As far as we know right now, Mateen acted alone. It would be irresponsible and unfair of me to assign ownership of the hate he displayed in Orlando to anyone other than himself. It would be equally irresponsible of me as an ally, however, not to own up to the homophobia I've witnessed in my own community, which, while subtle, is harmful nonetheless.

It’s something we’ve needed to face but have avoided, instead finding hollow vindication for our views in the fact that they are shared by so much of the American public. Many in my family, as extraordinary as they have been in their kindness and generosity toward my gay and lesbian friends, are a prime example of this. Always polite, always espousing their open-mindedness, but ultimately withholding what may matter most: acceptance. It’s a conversation that my wife and I keep starting with my parents, particularly as we get ready to welcome our first child, but it’s one that has yet to finish. On this issue, I feel like our community has largely aligned itself with bigots instead of becoming allies to those who share in our experience of otherness and need our support. We’ve been passive, we’ve been disingenuous, and we’ve been selling ourselves the dangerous lie that LGBTQ Afghan-Americans don’t have a place among us.

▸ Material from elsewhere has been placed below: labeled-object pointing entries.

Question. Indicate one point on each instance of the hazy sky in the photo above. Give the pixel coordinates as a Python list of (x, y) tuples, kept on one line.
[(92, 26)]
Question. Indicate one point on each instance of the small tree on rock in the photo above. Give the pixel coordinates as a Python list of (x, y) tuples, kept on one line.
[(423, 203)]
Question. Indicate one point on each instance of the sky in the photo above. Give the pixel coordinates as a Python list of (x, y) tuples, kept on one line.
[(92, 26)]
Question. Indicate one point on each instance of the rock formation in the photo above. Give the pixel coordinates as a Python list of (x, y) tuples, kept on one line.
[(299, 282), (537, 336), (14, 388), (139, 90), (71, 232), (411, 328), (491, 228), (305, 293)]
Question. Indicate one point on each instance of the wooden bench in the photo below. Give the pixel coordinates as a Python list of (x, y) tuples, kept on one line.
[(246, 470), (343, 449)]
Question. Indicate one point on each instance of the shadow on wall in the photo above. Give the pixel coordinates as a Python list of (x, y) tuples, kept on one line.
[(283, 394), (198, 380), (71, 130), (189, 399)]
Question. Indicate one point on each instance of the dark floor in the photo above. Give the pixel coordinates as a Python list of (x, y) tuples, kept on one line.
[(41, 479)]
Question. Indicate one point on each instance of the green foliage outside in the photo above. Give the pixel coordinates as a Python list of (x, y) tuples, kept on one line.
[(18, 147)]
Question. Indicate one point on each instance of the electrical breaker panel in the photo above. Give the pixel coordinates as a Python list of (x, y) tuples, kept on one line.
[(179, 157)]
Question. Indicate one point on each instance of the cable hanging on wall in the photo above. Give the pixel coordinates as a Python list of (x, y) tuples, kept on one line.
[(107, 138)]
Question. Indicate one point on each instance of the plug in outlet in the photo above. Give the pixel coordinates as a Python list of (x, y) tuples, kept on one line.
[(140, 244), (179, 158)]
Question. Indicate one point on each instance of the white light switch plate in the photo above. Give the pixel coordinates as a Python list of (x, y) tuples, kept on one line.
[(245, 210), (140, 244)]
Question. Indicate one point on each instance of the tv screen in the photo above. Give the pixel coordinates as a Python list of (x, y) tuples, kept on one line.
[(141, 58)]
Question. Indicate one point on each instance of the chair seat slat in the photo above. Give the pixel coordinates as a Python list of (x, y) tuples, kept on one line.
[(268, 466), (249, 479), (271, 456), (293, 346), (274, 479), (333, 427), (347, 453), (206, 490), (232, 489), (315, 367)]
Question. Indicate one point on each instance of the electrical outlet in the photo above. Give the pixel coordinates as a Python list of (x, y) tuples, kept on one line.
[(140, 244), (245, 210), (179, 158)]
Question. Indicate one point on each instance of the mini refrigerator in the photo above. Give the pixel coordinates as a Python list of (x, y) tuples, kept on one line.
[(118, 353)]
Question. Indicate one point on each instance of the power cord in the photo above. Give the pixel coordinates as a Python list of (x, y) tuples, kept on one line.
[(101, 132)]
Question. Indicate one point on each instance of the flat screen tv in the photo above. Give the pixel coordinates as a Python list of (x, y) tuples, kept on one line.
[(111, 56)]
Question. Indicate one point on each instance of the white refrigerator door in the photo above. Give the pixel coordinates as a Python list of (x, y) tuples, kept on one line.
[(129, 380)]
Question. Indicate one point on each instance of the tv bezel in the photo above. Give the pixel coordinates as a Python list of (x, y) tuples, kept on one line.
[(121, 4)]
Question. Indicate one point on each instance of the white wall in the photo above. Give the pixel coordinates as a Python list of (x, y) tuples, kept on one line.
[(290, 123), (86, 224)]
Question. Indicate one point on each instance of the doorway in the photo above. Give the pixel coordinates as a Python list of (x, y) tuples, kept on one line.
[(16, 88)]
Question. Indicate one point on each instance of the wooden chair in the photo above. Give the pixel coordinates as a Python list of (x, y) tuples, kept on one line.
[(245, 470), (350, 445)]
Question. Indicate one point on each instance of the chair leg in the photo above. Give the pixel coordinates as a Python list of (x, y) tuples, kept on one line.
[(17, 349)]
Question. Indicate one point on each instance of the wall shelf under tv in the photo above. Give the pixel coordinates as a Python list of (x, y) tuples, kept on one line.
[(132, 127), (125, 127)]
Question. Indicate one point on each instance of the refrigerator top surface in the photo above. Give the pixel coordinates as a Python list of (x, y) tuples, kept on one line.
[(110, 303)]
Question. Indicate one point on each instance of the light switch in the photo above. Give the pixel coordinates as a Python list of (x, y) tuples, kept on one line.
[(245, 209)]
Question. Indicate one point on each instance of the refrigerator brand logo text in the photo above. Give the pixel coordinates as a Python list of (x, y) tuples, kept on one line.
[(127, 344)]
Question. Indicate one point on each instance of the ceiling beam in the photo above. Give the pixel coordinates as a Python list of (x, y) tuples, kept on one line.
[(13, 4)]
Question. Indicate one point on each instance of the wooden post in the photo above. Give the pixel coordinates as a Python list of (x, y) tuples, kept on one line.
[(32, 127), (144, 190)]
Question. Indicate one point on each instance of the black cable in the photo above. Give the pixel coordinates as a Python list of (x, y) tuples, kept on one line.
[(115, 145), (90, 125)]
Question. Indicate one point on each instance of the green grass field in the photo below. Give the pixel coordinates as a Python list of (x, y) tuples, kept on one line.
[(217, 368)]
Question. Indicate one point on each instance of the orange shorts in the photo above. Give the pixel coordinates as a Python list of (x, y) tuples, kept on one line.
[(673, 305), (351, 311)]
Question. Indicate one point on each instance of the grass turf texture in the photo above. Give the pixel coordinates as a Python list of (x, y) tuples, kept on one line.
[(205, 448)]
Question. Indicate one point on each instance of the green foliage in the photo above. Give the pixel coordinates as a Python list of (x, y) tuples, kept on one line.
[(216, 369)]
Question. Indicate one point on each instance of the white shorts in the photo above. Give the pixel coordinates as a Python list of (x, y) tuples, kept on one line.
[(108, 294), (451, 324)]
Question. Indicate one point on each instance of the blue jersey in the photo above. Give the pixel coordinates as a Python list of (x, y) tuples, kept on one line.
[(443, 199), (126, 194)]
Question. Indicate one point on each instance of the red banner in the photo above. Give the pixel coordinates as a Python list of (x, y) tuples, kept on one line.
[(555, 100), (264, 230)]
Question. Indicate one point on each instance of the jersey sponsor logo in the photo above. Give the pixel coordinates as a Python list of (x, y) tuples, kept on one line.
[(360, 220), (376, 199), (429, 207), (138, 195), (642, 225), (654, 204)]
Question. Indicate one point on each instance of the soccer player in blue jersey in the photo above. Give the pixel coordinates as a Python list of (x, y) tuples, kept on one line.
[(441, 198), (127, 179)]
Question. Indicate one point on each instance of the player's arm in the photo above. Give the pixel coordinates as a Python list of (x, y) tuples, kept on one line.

Of course, there are other issues that have been alluded to in the early media coverage about Mateen’s past and background that I think may warrant further soul-searching by our community. Reports have emerged about Mateen’s alleged violence against his former wife, his potentially disturbed past, and his religious leanings. While none of those things, even if confirmed, could serve to adequately explain why he did what he did, they highlight additional areas — domestic abuse, mental and emotional health, and misguided faith — in which we’ve allowed closed doors to serve as fig leaves.

All of this has to change.

While Mateen was not who we are as Afghan-Americans, knowing and saying that without working against what he stood for and what he sought to convey through his actions just isn’t good enough. That’s an uncomfortable truth that it’s time we accept. In Mateen, the world saw the worst of what our community and our nation has to offer. He brought darkness, fear, and hate to a place of light, security, and love. He cast disrepute and suspicion on his family and a population already suffering from undue distrust. And, perhaps most damagingly, he struck at a time when demagogues, both here and abroad, are arguing that we’re all better off abandoning the notion that it’s possible to have places in this world that are at once peaceful, prosperous, and pluralistic. We cannot let that be where this tragedy leads us.

We are better than that. We can do better than that. We must.